My wife and I have health insurance coverage of Rs 500,000 each, while my son has health insurance coverage of Rs 1million. Now he plans to go abroad for studies. We have already purchased another policy for him, as required by the foreign university. Can we move his cover to ourselves? If so, how can we change the coverage? What would be the tax implications? My wife is 55 and I am 59.
As your wife and you are covered for Rs 500,000 each, you will be eligible for this sum insured only, unless you get it enhanced at the time of renewal. You will not be able to use your son's sum insured for yourself. I suggest that you continue renewing your son's policy too, so that he remains covered whenever he comes back to India.

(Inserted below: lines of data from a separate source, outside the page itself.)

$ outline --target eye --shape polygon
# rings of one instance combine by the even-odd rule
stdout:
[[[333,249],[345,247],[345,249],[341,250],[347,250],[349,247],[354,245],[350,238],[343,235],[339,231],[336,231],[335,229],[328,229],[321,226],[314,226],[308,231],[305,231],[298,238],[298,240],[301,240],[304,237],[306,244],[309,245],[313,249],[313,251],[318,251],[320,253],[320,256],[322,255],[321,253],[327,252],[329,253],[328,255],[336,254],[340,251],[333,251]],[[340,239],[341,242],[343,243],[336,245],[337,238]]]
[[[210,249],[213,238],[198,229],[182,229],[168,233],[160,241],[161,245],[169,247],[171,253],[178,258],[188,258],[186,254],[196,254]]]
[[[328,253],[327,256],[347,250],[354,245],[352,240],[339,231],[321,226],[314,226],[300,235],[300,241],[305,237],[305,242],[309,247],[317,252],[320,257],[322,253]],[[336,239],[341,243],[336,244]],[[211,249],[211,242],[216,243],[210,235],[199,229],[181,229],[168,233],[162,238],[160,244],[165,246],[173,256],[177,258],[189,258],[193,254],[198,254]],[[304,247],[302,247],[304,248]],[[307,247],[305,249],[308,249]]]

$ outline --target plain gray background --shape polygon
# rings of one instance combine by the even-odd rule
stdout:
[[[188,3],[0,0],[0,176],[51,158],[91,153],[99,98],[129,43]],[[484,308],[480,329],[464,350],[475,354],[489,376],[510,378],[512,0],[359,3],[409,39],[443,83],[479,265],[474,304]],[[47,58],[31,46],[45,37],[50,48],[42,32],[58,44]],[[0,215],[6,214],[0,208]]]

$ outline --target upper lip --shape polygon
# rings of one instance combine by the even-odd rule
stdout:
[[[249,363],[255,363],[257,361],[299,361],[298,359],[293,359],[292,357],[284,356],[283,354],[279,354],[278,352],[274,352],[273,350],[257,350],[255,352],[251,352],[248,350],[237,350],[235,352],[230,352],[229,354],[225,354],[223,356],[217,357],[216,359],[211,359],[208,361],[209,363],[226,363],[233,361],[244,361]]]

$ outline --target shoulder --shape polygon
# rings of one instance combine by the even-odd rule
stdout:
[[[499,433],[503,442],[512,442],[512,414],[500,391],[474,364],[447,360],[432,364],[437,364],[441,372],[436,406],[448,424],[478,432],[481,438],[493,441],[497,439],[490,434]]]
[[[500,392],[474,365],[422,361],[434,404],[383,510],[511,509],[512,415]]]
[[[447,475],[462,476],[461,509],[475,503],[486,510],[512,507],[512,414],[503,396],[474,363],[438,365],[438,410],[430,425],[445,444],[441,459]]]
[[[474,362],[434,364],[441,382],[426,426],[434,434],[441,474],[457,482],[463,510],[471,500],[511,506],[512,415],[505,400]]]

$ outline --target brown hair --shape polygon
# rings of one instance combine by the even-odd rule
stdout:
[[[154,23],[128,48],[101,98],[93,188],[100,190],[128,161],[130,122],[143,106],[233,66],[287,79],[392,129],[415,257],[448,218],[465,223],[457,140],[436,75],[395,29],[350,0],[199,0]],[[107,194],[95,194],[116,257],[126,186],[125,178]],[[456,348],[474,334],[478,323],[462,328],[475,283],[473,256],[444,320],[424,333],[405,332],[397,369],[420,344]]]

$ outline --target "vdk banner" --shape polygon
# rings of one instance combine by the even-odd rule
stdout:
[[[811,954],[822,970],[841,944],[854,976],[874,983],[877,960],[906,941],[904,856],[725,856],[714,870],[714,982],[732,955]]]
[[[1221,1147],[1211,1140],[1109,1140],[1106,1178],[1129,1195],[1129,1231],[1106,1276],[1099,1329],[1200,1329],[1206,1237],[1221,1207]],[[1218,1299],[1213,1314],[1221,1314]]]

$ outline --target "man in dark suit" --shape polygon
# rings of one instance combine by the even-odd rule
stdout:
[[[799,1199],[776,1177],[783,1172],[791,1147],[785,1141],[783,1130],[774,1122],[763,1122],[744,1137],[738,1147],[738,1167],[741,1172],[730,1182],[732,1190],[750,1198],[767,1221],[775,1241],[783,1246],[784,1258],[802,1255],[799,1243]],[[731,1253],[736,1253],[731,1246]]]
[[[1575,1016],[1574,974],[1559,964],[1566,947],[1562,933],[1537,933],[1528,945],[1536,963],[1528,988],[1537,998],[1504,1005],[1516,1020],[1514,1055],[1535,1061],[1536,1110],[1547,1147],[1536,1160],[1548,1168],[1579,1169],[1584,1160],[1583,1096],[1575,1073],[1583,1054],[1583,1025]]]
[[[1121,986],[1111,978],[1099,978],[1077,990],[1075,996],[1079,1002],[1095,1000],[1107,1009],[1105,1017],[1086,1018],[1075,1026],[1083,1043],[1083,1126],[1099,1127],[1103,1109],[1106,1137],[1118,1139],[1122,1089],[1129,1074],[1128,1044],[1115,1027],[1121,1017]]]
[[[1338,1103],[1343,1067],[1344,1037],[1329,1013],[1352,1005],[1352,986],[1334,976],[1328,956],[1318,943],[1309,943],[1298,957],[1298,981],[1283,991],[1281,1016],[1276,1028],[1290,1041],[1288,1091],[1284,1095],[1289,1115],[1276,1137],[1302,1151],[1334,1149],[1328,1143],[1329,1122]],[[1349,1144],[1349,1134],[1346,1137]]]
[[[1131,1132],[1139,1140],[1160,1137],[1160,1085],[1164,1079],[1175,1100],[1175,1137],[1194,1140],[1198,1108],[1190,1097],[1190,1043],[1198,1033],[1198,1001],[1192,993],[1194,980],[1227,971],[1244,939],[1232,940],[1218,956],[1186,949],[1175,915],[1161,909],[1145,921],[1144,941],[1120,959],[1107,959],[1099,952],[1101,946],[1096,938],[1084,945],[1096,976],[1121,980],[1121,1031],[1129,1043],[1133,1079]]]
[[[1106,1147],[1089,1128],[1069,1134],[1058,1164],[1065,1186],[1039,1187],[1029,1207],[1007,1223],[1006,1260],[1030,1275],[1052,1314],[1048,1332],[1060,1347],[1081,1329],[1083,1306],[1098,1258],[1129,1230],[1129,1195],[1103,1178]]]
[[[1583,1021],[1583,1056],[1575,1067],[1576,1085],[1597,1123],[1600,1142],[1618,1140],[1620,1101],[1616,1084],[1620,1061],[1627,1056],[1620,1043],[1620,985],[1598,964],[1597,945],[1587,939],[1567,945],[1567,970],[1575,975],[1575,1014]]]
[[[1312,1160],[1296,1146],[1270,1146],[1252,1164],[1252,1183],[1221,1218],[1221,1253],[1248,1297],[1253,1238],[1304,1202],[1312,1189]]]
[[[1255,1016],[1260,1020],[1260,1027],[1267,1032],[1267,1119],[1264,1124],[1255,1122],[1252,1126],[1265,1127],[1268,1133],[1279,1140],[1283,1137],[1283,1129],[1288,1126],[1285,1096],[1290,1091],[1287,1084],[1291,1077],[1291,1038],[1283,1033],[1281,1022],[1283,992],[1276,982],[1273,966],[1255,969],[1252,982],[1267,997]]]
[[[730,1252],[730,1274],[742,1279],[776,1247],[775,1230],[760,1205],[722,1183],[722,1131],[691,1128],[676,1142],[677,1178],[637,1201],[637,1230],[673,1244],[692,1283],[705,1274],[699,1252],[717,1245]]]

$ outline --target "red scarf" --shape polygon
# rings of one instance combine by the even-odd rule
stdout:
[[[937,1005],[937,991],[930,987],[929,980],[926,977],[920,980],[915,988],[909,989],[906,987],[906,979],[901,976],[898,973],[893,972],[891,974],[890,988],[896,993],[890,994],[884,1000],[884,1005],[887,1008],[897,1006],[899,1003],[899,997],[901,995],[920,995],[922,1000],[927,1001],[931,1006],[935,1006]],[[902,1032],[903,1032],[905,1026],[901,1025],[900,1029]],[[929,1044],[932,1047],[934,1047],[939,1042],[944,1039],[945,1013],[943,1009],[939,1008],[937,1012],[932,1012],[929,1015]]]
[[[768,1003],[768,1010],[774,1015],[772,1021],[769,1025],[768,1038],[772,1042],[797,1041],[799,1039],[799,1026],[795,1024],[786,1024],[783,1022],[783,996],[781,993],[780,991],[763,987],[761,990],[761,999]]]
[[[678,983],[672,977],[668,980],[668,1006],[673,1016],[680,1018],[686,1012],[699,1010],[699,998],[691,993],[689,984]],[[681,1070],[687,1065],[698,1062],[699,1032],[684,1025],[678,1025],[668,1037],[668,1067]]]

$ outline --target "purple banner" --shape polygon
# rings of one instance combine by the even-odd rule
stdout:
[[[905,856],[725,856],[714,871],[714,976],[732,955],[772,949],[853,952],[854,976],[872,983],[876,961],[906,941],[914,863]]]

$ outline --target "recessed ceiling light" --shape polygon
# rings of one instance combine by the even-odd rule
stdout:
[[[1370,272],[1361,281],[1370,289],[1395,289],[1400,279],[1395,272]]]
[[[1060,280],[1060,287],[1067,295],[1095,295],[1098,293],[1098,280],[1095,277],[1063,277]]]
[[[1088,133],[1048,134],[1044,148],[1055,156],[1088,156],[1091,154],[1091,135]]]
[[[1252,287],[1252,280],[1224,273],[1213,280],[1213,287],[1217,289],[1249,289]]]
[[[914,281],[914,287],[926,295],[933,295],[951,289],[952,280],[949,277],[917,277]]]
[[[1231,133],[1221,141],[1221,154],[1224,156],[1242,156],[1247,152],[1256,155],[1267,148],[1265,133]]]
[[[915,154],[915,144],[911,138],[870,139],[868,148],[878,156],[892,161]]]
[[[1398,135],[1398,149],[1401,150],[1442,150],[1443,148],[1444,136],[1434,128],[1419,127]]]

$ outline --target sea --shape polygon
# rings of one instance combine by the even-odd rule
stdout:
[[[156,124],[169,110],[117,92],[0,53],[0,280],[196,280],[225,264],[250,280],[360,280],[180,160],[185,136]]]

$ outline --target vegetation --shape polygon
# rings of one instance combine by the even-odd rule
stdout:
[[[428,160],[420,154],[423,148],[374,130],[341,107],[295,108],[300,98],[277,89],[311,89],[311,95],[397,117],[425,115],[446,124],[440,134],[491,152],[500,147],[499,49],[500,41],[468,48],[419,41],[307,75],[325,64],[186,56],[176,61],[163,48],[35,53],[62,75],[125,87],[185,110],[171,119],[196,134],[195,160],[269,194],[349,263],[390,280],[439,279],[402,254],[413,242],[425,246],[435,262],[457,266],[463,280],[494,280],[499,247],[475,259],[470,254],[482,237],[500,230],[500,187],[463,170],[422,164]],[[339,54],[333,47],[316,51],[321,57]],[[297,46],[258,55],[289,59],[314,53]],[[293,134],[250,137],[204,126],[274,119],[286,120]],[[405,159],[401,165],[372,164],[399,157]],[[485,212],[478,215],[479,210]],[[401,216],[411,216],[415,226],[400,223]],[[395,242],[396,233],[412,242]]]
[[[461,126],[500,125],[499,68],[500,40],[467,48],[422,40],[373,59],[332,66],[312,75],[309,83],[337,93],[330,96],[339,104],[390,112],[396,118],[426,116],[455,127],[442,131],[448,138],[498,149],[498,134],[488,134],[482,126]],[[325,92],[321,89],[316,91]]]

As for the query on income tax, you were allowed to claim a deduction of up to Rs 25,000 in each financial year, for the medical insurance premium that you pay. The premium should be for your spouse, dependent children, and you. At the time of renewal, if your spouse and you have turned 60 or more, then the amount of deduction you can avail of goes up to Rs 30,000.
My husband is retired and doesn't get pension. But he has invested some money in the Senior Citizens Saving Scheme. Both of us have health insurance covers for Rs 300,000 each. Is this much health insurance cover sufficient?
A health insurance cover of Rs 300,000 may prove insufficient. We suggest that you enhance it to a minimum of Rs 500,000, depending on how much premium you can afford.
I have heard a lot about telematics. What is it and can it help to bring down car insurance premiums? How will it do so? Are telematics-based policies available? If not, by when can we expect them to become available?
At present, insurance premiums for personal insurance products like motor and health are calculated based on general parameters. For instance, premium rates for cars depend on the make and model of the car, its engine capacity, the geography in which it plies, fuel consumption, etc.
Telematics refers to the integrated use of communications and information technology to transmit, store and receive information from telecommunication devices to remote objects over a network. This technology is effectively used in the field of logistics to monitor the movement of cargo. Telematics has now become a popular tool with insurers for monitoring the driving patterns of customers. With this, insurers are in a position to assess the driving behaviour of the customer and can rate him accordingly. As a result, they can modify the premium rates arrived at by applying the general parameters, duly factoring in the customer's driving scores. As a result, the rates charged for automobiles become more realistic, fair and equitable. More importantly, the rationale for premium computation become person specific, and not vehicle specific, as is the case now. A good driver stands to get a better rate.
Similarly, health premiums are generally based on the age of the customer, past history of his illness, surgery undergone, present health condition, etc. Telematics in the form of wearables will help to capture the customer's life style in terms of his fitness practices and add this relevant dimension to the computation of his health premium. As with motor premium, telematics helps to make the rating person specific.
More importantly, this enables insurers to monitor the quality of risk they are exposed to continuously. They can take corrective measures as warranted, unlike in the past when the insurer ceased to have any oversight of the risk once accepted.